Fancy being energetic in Venice."
Peter was thankful that he was. The thought of Cheriton's eyes upon him made him shudder.
"He has his good points," Urquhart added; "but he excites himself too much. Always taking up some violent crusade against something or other.
Can't live and let live. Another dome here, I think."

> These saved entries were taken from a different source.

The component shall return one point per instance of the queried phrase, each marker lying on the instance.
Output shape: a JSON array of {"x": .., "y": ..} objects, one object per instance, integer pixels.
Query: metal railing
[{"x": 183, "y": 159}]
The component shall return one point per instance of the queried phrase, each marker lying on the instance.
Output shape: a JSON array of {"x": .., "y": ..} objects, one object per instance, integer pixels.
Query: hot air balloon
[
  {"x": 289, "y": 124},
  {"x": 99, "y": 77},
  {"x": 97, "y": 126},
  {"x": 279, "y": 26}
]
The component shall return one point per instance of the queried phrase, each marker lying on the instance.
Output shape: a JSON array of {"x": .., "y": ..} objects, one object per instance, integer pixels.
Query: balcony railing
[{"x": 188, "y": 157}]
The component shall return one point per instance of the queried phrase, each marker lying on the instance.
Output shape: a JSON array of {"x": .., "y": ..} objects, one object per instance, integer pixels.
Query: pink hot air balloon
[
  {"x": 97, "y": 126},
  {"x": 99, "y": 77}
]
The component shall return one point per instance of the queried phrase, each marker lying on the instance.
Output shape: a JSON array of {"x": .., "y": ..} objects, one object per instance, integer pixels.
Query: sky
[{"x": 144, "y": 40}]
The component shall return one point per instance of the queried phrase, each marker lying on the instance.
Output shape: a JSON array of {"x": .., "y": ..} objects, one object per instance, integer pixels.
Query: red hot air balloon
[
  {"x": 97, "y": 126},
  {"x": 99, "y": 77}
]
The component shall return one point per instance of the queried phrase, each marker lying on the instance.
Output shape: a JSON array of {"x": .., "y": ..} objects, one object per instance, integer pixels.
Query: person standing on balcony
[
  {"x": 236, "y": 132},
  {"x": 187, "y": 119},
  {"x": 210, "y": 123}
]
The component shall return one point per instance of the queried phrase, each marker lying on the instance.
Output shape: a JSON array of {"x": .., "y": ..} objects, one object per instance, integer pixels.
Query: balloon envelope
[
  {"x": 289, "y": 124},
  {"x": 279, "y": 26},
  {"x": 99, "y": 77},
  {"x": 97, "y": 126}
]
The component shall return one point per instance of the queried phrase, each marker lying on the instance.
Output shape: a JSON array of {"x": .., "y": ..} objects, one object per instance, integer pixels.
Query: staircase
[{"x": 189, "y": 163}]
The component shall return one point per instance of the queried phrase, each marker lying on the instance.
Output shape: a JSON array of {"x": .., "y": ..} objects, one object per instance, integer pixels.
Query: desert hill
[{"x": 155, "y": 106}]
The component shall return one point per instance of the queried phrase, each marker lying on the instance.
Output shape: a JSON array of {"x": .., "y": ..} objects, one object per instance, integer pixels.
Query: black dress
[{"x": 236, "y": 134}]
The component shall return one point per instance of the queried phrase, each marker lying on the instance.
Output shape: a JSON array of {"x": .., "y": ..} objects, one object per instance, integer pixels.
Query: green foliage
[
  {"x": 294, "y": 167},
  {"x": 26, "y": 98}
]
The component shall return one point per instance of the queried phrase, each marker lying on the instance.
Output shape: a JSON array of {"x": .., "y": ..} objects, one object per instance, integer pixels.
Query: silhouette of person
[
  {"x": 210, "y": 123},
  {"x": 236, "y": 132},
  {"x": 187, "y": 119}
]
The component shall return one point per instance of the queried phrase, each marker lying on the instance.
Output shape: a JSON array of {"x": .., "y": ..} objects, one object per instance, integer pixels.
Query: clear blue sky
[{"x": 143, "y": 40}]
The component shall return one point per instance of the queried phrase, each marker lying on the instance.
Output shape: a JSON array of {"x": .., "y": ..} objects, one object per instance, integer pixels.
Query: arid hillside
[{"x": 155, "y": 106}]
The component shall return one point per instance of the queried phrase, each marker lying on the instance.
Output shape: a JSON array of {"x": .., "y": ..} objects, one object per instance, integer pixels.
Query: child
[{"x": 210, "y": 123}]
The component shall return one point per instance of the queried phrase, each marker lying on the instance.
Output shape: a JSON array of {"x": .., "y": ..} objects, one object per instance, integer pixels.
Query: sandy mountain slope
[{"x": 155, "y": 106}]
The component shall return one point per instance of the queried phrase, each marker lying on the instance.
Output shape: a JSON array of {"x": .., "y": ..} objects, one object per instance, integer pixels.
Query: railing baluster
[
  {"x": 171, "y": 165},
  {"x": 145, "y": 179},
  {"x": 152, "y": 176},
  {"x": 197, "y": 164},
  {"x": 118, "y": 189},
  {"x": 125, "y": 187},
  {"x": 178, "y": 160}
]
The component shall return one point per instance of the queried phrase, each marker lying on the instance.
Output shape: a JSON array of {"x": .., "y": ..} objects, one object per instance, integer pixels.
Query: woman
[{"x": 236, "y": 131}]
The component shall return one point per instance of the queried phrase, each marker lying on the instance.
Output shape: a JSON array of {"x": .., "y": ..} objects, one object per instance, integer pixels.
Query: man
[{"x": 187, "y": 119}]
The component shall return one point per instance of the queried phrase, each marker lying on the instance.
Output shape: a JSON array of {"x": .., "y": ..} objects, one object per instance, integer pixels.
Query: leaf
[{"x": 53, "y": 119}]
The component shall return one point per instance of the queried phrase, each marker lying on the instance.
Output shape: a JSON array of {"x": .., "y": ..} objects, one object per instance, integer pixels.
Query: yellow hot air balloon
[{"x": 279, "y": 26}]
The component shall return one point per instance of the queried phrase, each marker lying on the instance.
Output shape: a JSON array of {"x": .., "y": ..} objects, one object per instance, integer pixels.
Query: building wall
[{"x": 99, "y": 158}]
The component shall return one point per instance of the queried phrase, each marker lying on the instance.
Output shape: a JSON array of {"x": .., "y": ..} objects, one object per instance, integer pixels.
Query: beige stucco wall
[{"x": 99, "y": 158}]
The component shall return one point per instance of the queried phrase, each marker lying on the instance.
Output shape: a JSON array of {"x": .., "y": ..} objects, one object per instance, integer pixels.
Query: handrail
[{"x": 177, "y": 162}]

Peter wondered if Cheriton's latest crusade was against Hilary's taste in art, and if so what Urquhart thought on that subject. It was an uncomfortable thought. He characteristically turned away from it.
"The intense blue of the sea, contrasted with the fainter blue of the Euganean Hills," said Leslie suddenly, "is most remarkable and beautiful.
What?"
He was proud of having noticed that. He was always proud of noticing beauty unaided. He made his remark with the simple pleasure of a child in his own appreciation. His glance at Peter said, "I am getting on, I think?"
The others agreed that he was correct. He then bent his great mind to the completion of St. Mark's, and Urquhart discovered what Peter had long known, that he could really play in earnest. The reverse art--handling serious issues with a light touch--he was less good at. Grave subjects, like the blue of the sea or the shape of a goblet, he approached with the same solidity of earnestness which he brought to bear on sand cathedrals.
It was just this that made him a little tiring.
But the three together on the sands made a happy and congruous party of absorbed children, till Cheriton the energetic came swinging back over the sand-hills. Peter saw him approaching, watched the resolute lunge of his stride. His mother was about to be married for the third time: one could well believe it.
"I hope he is going to be nicer to me to-day," Peter thought. Even as he hoped it, and before Cheriton saw the party on the sands, Peter saw the determined face stiffen, and into the vivid eyes came the blank look of one who is cutting somebody. Peter turned and looked behind him to see who it was, and saw Mr. Guy Vyvian approaching. It was obvious from his checked recognition that he thought he knew Cheriton, and that Cheriton did not share the opinion. Peter saw Vyvian's mortified colour rise; he was a vain and sensitive person.
Cheriton came and sat down among them. His words as he did so, audibly muttered, were, "The most unmitigated cad!" He looked angry. Then he saw Peter, and seemed a little surprised, but did not cut him; he hardly could. Peter supposed that he owed this only to the accident of Urquhart's presence, since this young man seemed to go about the world ignoring everyone who did not please his fastidious fancy, and Peter could not hope that he had done that.